Professor receives grant
Lewis writes second book on Mexico
By Kaleigh Maher, staff writer
Posted on February 12, 2007
When Professor Laura Lewis wants to show you her research, it’s like looking through a photo album of San Nicolas, Mexico.
“It’s really hard to explain what a cultural anthropologist does,” Lewis said. “It’s not quantitative; it’s about interaction with people, just living day to day and becoming part of their routine.”
Lewis, an associate professor of anthropology at JMU, won a $40,000 National Endowment for Humanities Fellowship. She will spend the 2007-08 school year working on her second book, “History, Race and Place in the Making of Black Mexico.”
“The central issue of my field work is about identity formation,” Lewis said. “The majority of the community is descended from Mexico’s free-owned slave population. I’m interested in how people in San Nicolas define themselves.”
Lewis submitted a project proposal to the NEH and was awarded one of 15 grants for Virginia scholars. The NEH awarded 288 grants, totaling $10.7 million.
The San Nicolas Community is located in the State of Guerrero, near Acapulco.
“It’s near the coast, but not on the coast,” Lewis said. “It’s a farming community.”

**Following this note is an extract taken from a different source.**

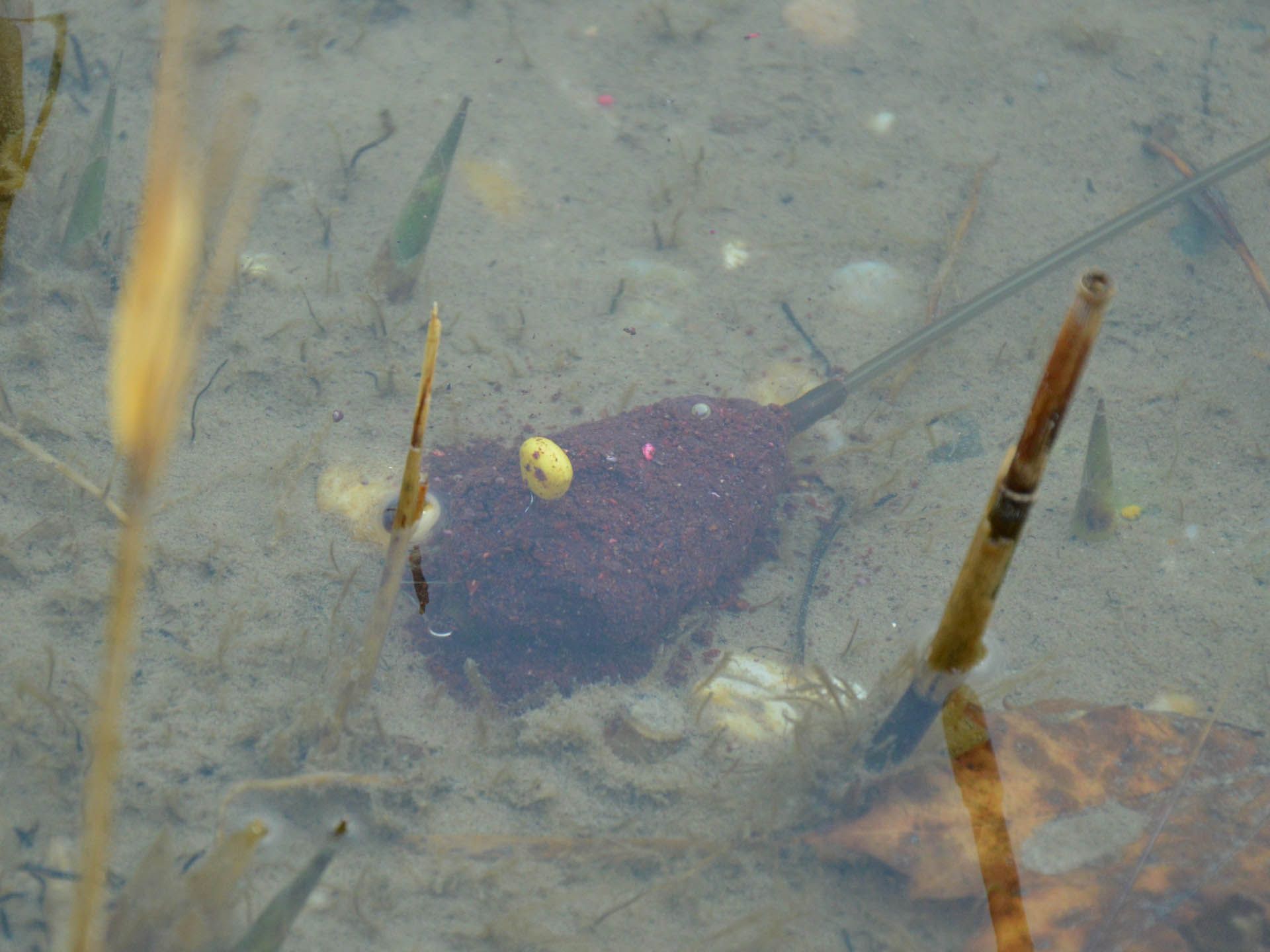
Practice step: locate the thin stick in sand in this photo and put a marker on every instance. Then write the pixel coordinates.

Lewis has been going to San Nicolas for 10 years. Her first book, “Hall of Mirrors: Power, Witchcraft and Caste in Colonial Mexico,” was published in 2003 and won the American Society for Ethnohistory’s Wheeler-Voegelin Best Book Award in 2004. It focused on the colonial period and the relationship between the indigenous population and those of African descent.
While working on her first book she became interested in the contemporary relationship.
“Before finishing [the first book] I started doing the field work,” Lewis said. “The two projects overlapped.”
Lewis said that Latin America’s history is different from U.S. history since it was colonized mainly by the Spanish and Portuguese, and regional history within Latin America varies.
“Mexico has one of the smaller populations,” Lewis said. “Every culture has to be looked at on its own terms.”
According to Lewis, her research of Afro-indigenous identities is just a small part of research. Lewis joked that she has already written too many articles on the topic.
“I’ve published about as many articles as I can,” Lewis said. “Now I need to write the book or else no one will want to read what’s in it.”
Lewis has become a part of the San Nicolas community through her time there. She describes herself as having “ritual kin ties” there. She has plans to visit again over Spring Break to reconnect with the community before going down for the 2007-08 academic school year.